The residues Ser299, Asp107, and Glu109, located at surface-exposed regions of the Pp-Hyal (P. paulista hyaluronidase) structure, on opposite sides of the cavity, interact with the polar hydroxyl nitrogen atoms of hyaluronan and with potential antibody-binding sites (five conformational and seven linear epitopes located at surface-exposed regions of the structure) [9]. These residues are of great importance for substrate transport into the active site through electrostatic interactions with the carboxylic groups of hyaluronan. Three amino acid residues (Asp107, Phe108, Glu109, according to the Pp-Hyal sequence) are extremely conserved and present in the active sites of all hyaluronidases [9]. Only the 3D-structure from A. mellifera hyaluronidase (Api m 2) was solved with the substrate hyaluronan, enabling the identification of the active site and points of contact with the substrate [9]. In Api m 2, the residues Asp111 and Glu113 are highly conserved in the substrate-binding site and are proton donors essential for the catalysis [64]. The structure of the complex enzyme-substrate suggests an acid–base catalytic mechanism, in which Glu113 is the proton donor and the N-acetyl group of hyaluronan acts as the nucleophile [64].

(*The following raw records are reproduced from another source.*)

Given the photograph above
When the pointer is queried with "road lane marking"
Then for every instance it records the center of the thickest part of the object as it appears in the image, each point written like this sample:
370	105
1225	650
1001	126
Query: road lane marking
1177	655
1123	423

The residues Asp111, Tyr184, Trp301 are essential for the positioning of the substrate’s carbonyl of the acetamido group [21]. Tyr227 is responsible for the specificity for hyaluronan and Cys227 substitution is responsible for the chondroitinase function [21].

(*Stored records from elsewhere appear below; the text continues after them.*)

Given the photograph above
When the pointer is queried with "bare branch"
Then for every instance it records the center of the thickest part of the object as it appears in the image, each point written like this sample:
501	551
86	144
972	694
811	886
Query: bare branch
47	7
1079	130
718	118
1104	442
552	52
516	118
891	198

Arachnida venom hyaluronidases

Scorpion venom hyaluronidases

Scorpion venom hyaluronidases were first identified in 1975 in the venom of the South Indian scorpion Heterometrus scaber [69]. Although several studies have demonstrated the presence of hyaluronidases in scorpion venoms, few studies have reported their isolation from these sources [7072]. This may happen because hyaluronidases are difficult to isolate, only small amounts of them are found in venoms (when compared to other toxins) and their enzymatic activity is abolished very easily [73]. These enzymes were isolated for the first time in 1990 from the venom of H. fulvipes in two chromatographic steps: molecular exclusion and cation-exchange chromatography [53]. Six hyaluronidases were isolated from H. fulvipes [53], T. serrulatus [10, 62], Palamneus gravimanus [11], T. stigmurus [74] and M. martensii [75] venoms and had their biochemical and structural characterization performed.

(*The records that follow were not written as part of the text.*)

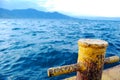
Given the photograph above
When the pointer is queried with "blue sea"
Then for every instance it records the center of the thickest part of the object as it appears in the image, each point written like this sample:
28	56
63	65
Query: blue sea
28	47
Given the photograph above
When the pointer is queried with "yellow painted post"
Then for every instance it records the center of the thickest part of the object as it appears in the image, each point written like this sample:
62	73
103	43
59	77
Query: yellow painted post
91	55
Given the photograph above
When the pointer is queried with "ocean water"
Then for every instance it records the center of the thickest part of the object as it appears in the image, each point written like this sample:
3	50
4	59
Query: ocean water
28	47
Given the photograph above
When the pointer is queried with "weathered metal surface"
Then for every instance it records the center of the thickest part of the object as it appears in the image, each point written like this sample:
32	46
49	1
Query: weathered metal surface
108	74
62	70
77	67
91	55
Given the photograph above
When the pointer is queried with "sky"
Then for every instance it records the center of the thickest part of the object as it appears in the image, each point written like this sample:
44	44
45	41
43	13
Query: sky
101	8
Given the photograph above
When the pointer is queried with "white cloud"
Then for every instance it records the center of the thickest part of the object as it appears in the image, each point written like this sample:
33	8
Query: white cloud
108	8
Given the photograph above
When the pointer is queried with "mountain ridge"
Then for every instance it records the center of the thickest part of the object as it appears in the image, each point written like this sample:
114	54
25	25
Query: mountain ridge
31	13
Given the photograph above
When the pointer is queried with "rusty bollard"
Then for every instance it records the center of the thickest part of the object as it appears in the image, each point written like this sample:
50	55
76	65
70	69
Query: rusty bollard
91	55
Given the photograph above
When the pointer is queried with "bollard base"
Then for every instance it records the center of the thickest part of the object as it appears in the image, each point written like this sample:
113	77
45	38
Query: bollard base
108	74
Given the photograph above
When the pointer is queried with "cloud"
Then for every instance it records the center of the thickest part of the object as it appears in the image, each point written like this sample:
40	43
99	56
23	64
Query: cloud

Currently, the application of “omics” techniques has enabled the identification of new compounds present in animal venoms. There are 12 and 10 known primary sequences deposited in the NCBI and UniProt databanks, respectively, for scorpion hyaluronidases (Table 1). Only two of them correspond to complete sequences: one from T. serrulatus venom [Swiss-Prot: W0HFN9] and the other from M. martensii venom [Swiss-Prot: P86100] [62, 76]. These protein sequences were deduced from cDNA sequences.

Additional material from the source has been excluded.